The Taliban fanatics, economically and diplomatically isolated, are at the
breaking point, and so, in return for a pittance of legitimacy and cash from
the Bush administration, they have been willing to appear to reverse themselves
on the growing of opium. That a totalitarian country can effectively crack down
on its farmers is not surprising. But it is grotesque for a U.S. official,
James P. Callahan, director of the State Department's Asian anti-drug program,
to describe the Taliban's special methods in the language of representative
democracy: "The Taliban used a system of consensus-building," Callahan said
after a visit with the Taliban, adding that the Taliban justified the ban on
drugs "in very religious terms."

Of course, Callahan also reported, those who didn't obey the theocratic edict
would be sent to prison.

In a country where those who break minor rules are simply beaten on the spot by
religious police and others are stoned to death, it's understandable that the
government's "religious" argument might be compelling. Even if it means, as
Callahan concedes, that most of the farmers who grew the poppies will now
confront starvation. That's because the Afghan economy has been ruined by the
religious extremism of the Taliban, making the attraction of opium as a
previously tolerated quick cash crop overwhelming.

For that reason, the opium ban will not last unless the U.S. is willing to pour
far larger amounts of money into underwriting the Afghan economy.

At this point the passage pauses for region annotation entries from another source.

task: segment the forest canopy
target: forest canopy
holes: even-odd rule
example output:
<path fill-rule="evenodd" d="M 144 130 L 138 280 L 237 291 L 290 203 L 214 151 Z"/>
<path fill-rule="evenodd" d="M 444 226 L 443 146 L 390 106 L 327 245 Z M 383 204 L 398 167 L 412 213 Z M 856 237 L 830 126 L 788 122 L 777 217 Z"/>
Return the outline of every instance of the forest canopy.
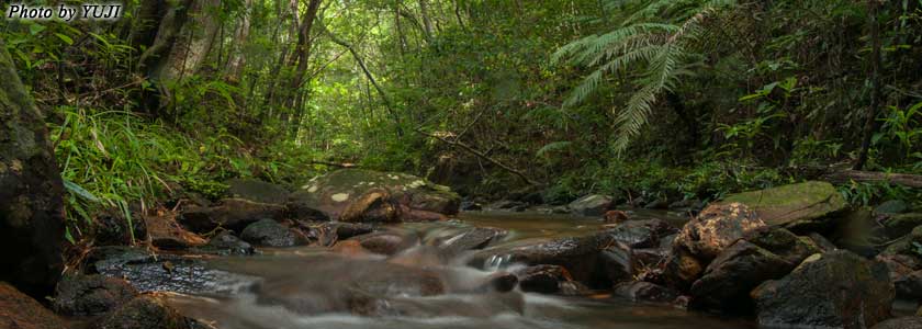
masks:
<path fill-rule="evenodd" d="M 922 1 L 124 5 L 0 25 L 71 223 L 341 167 L 546 203 L 922 174 Z M 912 184 L 837 183 L 855 204 L 919 200 Z"/>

As the Drug Enforcement Administration's Steven Casteel admitted, "The bad side
of the ban is that it's bringing their country--or certain regions of their
country--to economic ruin." Nor did he hold out much hope for Afghan farmers
growing other crops such as wheat, which require a vast infrastructure to
supply water and fertilizer that no longer exists in that devastated country.
There's little doubt that the Taliban will turn once again to the easily taxed
cash crop of opium in order to stay in power.

The Taliban may suddenly be the dream regime of our own war drug war zealots,
but in the end this alliance will prove a costly failure. Our long sad history
of signing up dictators in the war on drugs demonstrates the futility of
building a foreign policy on a domestic obsession.

- - -

Robert Scheer Is a Syndicated Columnist.